Throughout this section, Probst is careful to note that Fausel drew not only on Luther’s theological (non-rational) anti-Judaic sentiments, but also on his socio-political (irrational) antisemitic recommendations. Indeed, Fausel went on to speak approvingly of the state’s efforts to protect the German Volk from the Jews. He opposed Jewish-gentile intermarriage and supported restrictions to the number of Jewish civil servants in Germany. Though his arguments derived primarily from theology (for Probst, non-rational anti-Judaism), the practical outworking of this theology was Fausel’s approval of the distinctly antisemitic social and political measures undertaken by the Nazi state.
Most curiously (again), despite these views, Fausel and his wife later hid and cared for a Jewish woman during the Second World War, an act Probst has no real explanation for, on account of the lack of clear evidence. Rightly, he notes that people often act at variance with their stated beliefs, noting also that Fausel may have had something of a change of heart, given that he later signed the Württemberg Ecclesiastical-Theological Society’s 1946 Declaration on the Jewish Question—a frank confession of collective guilt from Protestants who realized they had been bystanders to the persecution of Jews (97-99, 171-172).
Probst agrees with Wolfgang Gerlach that even Confessing Church clergy did not support protection for Jews in Nazi Germany (113). Though he argues that they focused primarily on the biblical or theological aspects of Luther’s anti-Jewish writings, he adds that they reached “too easily for irrational and/or xenophobic reasoning in their writings and lectures” (116). If this was the case for Confessing Church clergy, Probst demonstrates that German Christian clergy were even more likely to draw on the explicitly antisemitic aspects of Luther’s writings. “The German Christian literature is overwhelmingly laden with strident attacks on Jews based on irrational conceptions about them. They are said to possess ‘fanatical hatred’ and ‘pernicious power.’ They are the ‘scum of mankind.’” Indeed, German Christians used terms like “Jewish Bolshevism” while urging the Nazi state to wage a “defensive struggle” against Jewish “Volk-disintegrating” power.

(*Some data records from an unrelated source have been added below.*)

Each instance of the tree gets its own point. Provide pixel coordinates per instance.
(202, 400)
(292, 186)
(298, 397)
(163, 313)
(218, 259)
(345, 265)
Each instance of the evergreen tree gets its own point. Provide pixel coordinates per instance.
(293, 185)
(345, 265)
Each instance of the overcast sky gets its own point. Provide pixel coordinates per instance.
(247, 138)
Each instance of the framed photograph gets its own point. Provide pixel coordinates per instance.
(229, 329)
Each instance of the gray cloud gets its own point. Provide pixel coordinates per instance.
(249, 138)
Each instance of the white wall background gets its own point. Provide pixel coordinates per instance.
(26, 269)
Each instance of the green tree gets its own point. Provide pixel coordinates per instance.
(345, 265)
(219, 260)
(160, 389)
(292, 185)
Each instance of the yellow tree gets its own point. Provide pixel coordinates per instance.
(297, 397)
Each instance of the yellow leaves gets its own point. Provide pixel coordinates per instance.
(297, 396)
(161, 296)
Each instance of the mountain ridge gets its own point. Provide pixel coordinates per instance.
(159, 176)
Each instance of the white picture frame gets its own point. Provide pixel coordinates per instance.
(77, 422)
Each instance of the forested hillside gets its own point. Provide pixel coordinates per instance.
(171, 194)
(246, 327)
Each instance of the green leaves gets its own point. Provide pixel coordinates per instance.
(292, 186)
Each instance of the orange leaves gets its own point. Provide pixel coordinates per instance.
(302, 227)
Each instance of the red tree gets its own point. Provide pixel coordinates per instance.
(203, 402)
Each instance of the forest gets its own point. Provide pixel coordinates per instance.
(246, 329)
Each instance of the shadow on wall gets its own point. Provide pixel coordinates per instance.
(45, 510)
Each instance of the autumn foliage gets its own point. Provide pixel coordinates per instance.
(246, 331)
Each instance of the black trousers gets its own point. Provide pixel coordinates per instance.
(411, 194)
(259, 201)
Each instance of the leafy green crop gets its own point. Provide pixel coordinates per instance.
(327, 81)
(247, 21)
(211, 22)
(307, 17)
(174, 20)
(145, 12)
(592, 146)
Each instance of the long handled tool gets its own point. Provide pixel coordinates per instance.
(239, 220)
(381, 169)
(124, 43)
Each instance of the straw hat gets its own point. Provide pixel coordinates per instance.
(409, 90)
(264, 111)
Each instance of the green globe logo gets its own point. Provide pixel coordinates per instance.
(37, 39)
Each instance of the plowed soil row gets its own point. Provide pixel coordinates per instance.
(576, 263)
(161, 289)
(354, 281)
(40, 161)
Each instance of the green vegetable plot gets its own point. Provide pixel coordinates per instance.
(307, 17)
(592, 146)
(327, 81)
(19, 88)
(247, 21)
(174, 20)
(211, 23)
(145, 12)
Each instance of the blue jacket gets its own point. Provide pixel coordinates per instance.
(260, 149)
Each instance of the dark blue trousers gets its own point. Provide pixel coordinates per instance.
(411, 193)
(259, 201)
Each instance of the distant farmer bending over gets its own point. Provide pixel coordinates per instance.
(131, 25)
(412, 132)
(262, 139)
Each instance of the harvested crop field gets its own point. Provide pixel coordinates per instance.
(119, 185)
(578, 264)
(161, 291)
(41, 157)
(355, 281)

Probst concludes: “Ultimately, many in the German Christian movement believed it was a matter of annihilate or be annihilated.” (142) As might be expected, non-aligned clergy from the Protestant middle landed somewhere between the Confessing Church and German Christian positions—more likely to invoke Luther’s non-rational anti-Judaic arguments against Jews but also more likely to elevate the German Volk as an order of creation and generally ready to support National Socialism and to identify Jews with Bolshevism (168-169).
One criticism of Demonizing the Jews might be its limited research base. It is to the author’s advantage that he analyzes individual anti-Jewish writings in good depth, but it is somewhat problematic to draw nuanced conclusions about the differences between Confessing Church, German Christian, and non-aligned clergy from such a small sampling of theological writings. That said, nothing I have seen in the parish archives of church districts from diverse regions of Nazi Germany would contradict Probst’s findings.

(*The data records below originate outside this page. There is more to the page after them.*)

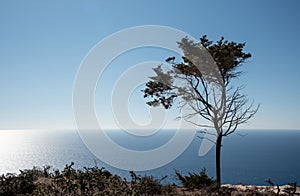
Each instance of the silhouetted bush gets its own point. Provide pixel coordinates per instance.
(194, 180)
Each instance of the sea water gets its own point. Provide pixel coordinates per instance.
(249, 157)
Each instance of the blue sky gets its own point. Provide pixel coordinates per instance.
(44, 42)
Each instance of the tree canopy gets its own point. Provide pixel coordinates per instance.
(201, 80)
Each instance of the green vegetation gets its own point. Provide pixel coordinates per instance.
(89, 181)
(196, 181)
(98, 181)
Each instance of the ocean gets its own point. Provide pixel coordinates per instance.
(249, 157)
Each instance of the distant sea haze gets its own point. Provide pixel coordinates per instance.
(249, 157)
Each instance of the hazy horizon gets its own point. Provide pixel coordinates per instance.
(44, 43)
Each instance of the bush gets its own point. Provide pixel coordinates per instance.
(194, 180)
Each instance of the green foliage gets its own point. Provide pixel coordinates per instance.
(69, 181)
(194, 180)
(12, 184)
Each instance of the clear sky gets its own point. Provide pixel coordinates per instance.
(42, 44)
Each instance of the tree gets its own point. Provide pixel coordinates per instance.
(202, 82)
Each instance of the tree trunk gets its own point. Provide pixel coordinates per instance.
(218, 158)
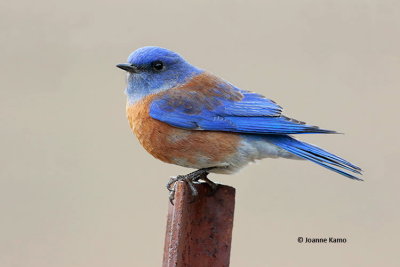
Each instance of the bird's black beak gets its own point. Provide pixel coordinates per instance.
(128, 67)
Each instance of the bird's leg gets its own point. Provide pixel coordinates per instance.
(190, 179)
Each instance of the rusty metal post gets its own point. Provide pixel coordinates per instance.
(199, 233)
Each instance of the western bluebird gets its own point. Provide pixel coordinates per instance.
(186, 116)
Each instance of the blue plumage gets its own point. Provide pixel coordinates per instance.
(314, 154)
(252, 113)
(186, 97)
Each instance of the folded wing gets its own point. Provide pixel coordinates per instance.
(209, 103)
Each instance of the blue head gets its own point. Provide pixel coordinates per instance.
(153, 69)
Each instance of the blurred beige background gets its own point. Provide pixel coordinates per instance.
(77, 189)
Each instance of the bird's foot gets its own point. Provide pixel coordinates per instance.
(190, 179)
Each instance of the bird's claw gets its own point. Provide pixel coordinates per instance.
(190, 179)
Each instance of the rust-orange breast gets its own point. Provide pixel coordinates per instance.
(189, 148)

In the end, it is easy to agree with Probst’s conclusion that the anti-Judaic and antisemitic writings and lectures of German Protestant clergy “reinforced the cultural antisemitism and anti-Judaism of many Protestants in Nazi Germany” (172). Most importantly, however, by applying Langmuir’s more sophisticated definitions of anti-Judaism and antisemitism—both sentiments existed in the writings of Martin Luther and in those of his twentieth-century followers in Nazi Germany—Probst has demonstrated how deeply the continuities of anti-Jewish sentiment stretch from Nazi Germany back through the centuries to Luther and beyond. Surely there can be little question that Christian anti-Judaism and antisemitism contributed significantly to the dehumanization of the Jews, fueling the ideological fire that became the Holocaust.